We know you have questions. We have your answers.
*These responses cover most but not every scenario. If you have additional questions or want to discuss your individual case, feel free to contact Curry, Pearson & Wooten P.L.C. We are here to help you.
- Page 1
I’m a 68-year-old retiree with significant debt—can I file for bankruptcy even though I have a decent amount in my retirement accounts?
Today’s seniors and retirees are facing an increasing amount of financial pressure, especially considering the current state of Social Security. For many, the imagined stigma of filing for bankruptcy to escape debt is unbearable, so many continue to chip away at their savings that took a lifetime to build.
A common fear among retirees considering bankruptcy is whether they will be forced to liquidate their retirement savings, leaving them with nothing when their case is over. Fortunately, this fear is mostly unfounded—thanks to bankruptcy law overhauls in 2005, retirement accounts and income are mostly exempt under both Chapter 7 and Chapter 13 bankruptcy, including:
- Social Security income
- IRA accounts up to $1,245,475
- Profit-sharing plans
Filing for bankruptcy does consider your retirement benefits paid as income, but in general, your retirement assets are protected under bankruptcy law. You cannot be deprived of retirement income that is used for your basic needs such as food, clothing, and shelter, but amounts beyond that can be taken to repay your debt in a Chapter 7 bankruptcy.
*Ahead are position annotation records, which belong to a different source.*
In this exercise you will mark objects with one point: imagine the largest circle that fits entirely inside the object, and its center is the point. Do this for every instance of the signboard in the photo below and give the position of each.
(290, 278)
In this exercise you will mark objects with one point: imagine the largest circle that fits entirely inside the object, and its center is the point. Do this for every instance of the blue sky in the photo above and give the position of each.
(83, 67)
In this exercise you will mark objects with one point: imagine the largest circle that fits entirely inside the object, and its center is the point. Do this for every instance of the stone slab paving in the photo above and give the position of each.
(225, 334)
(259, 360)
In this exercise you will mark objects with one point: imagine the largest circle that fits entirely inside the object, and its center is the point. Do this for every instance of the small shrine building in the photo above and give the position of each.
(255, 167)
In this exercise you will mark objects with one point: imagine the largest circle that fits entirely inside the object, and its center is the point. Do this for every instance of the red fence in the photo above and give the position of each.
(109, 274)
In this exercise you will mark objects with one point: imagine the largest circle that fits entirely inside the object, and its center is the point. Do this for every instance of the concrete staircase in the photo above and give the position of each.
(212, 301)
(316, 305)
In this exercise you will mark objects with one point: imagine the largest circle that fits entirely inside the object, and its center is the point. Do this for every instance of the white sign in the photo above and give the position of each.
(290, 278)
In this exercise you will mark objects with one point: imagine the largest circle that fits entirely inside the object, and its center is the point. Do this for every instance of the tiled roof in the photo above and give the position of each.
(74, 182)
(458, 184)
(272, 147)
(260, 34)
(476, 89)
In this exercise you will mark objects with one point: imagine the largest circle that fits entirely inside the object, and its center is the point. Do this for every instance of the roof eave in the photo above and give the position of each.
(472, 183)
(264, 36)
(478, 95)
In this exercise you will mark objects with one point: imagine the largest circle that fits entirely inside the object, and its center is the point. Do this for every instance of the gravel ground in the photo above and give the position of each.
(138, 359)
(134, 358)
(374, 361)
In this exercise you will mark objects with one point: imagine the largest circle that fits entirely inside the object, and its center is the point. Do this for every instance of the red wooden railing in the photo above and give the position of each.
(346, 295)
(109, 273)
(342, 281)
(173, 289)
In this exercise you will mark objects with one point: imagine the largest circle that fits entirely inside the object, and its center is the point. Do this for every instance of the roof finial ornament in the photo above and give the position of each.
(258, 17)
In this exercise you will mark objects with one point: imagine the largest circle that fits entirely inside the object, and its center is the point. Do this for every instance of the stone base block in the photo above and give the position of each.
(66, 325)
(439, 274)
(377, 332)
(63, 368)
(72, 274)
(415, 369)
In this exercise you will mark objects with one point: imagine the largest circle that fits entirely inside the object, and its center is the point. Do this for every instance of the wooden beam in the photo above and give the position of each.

If you choose a Chapter 13 bankruptcy, this income amount will be used to determine your repayment schedule.
As is the case with most bankruptcies, credit takes a significant hit after filing for bankruptcy. For many seniors in financial trouble, however, this is the lesser of two evils. Emerging debt-free (with the exception of federal tax debt and select other debt) from a bankruptcy may be considered preferable to leaving loved ones with leftover debt, and credit can easily be rebuilt over time with careful spending and credit use.
While bankruptcy may not be the right solution to for every retiree in debt, it can also be an extraordinarily helpful financial tool. To learn more about how filing for bankruptcy will affect you, speak to our Phoenix bankruptcy attorneys today.
What can my creditors repossess if I default on my loans?
When you start to fall behind in your loan payments, it is a slippery slope. When finances are tight, it can be very difficult to regain your footing in your payment schedule. Many people fear losing all of their belongings when creditors come to repossess your property to recoup their losses on their loan, but fortunately, there are very strict rules in place for what creditors can and cannot take.
Safe From Creditors: Your Items That Cannot Be Repossessed
One of the most important things to remember when it comes to repossession is that creditors cannot take what has not been expressly named as collateral in your loan agreement. Many people confuse repossession with bankruptcy, assuming that they have to give up anything to settle their debts with creditors.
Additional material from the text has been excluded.